Three days later Ann-Marie was feeling worse, no energy, and a wheezy cough. Dave was testing positive as well, but with only minor symptoms, probably because he's had a relatively recent over 65's vaccine.
Jules Fuels came past Grove lock on their fortnightly run up the GU aboard fuel boat Bletchley and butty boat Bideford, so we stocked up with diesel, coal and a bottle of gas.
To ensure that the delivery was contact free, before they arrived Dave unlocked the filler cap, put the empty gas bottle on the back deck and left them to it, then put it all away after they gone. Just not having to think about supplies made us feel better.

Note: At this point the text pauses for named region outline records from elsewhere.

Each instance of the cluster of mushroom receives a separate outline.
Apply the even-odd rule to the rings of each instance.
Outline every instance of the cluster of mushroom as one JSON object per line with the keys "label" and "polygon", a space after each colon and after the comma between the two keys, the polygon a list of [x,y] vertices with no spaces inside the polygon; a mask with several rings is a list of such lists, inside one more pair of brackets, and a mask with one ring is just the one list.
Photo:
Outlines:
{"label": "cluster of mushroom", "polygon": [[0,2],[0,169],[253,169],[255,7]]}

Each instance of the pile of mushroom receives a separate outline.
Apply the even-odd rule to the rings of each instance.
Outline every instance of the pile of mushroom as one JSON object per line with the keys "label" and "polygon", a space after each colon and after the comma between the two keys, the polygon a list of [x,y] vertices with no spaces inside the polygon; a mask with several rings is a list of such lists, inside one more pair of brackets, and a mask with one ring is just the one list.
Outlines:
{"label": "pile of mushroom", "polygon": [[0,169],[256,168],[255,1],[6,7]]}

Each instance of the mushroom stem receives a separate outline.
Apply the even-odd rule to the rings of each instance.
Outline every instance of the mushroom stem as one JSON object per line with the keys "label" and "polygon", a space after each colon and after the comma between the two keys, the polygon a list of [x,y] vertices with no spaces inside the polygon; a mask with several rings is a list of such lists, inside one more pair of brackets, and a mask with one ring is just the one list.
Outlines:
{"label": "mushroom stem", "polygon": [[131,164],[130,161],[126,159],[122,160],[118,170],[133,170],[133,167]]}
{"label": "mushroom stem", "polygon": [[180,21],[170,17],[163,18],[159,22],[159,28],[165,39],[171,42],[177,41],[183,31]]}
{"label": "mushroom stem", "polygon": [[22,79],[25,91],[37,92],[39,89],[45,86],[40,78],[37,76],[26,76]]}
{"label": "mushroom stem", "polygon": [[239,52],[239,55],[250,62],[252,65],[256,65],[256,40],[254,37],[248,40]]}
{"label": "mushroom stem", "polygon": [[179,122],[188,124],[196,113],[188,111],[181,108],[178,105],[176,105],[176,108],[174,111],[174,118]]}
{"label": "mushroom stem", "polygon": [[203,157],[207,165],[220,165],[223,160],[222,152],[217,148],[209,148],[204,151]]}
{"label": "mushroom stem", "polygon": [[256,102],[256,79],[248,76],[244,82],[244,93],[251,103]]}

On the plus side of things, instead of being on the trial, Ann-Marie was at home for her birthday, so we celebrated with a boat move to Slapton lock (two miles away and less muddy) and an invigorating walk back to the car. It was fabulous being outside, but physically draining and we couldn't believe how little energy we had. Despite all that we still felt quite fortunate; it was the first time we'd had Covid, and compared to the severity of the virus in it's early stages and the absolute terror we all felt, what we were going through was peanuts.
We were on the phone to Frankie a bit later on that day when there was a tremendous kerfuffle outside, which turned out to be a Muntjac deer that had trapped itself between the boat and the Armco and couldn’t turn round. The poor thing was panicking and looked close to drowning. We let the front rope off and it swam out and over to the far bank where it climbed out, apparently non-the-worse for the experience.
Over the following days we just felt like curling up, but mustered ourselves each day and did little hops to Seabrook bottom lock, a nameless bit of tow path just after Cooks Wharf, and finally to Marsworth, where we moored up opposite the Aylesbury arm junction.
It's relatively easy to isolate yourself on a boat, especially in winter. In fact if you don't make a positive effort you can go for weeks without seeing or talking to anyone, so we're quite sure we can get through this without passing it on, and with any luck we'll have the all-clear in time for Christmas.
Merry Christmas Dear Reader, thank you for joining us this year. We'll be on Southern Waters again next year, hopefully we'll get all the way to the most southerly navigation limit at Godalming this time, and we'd love you to come with us.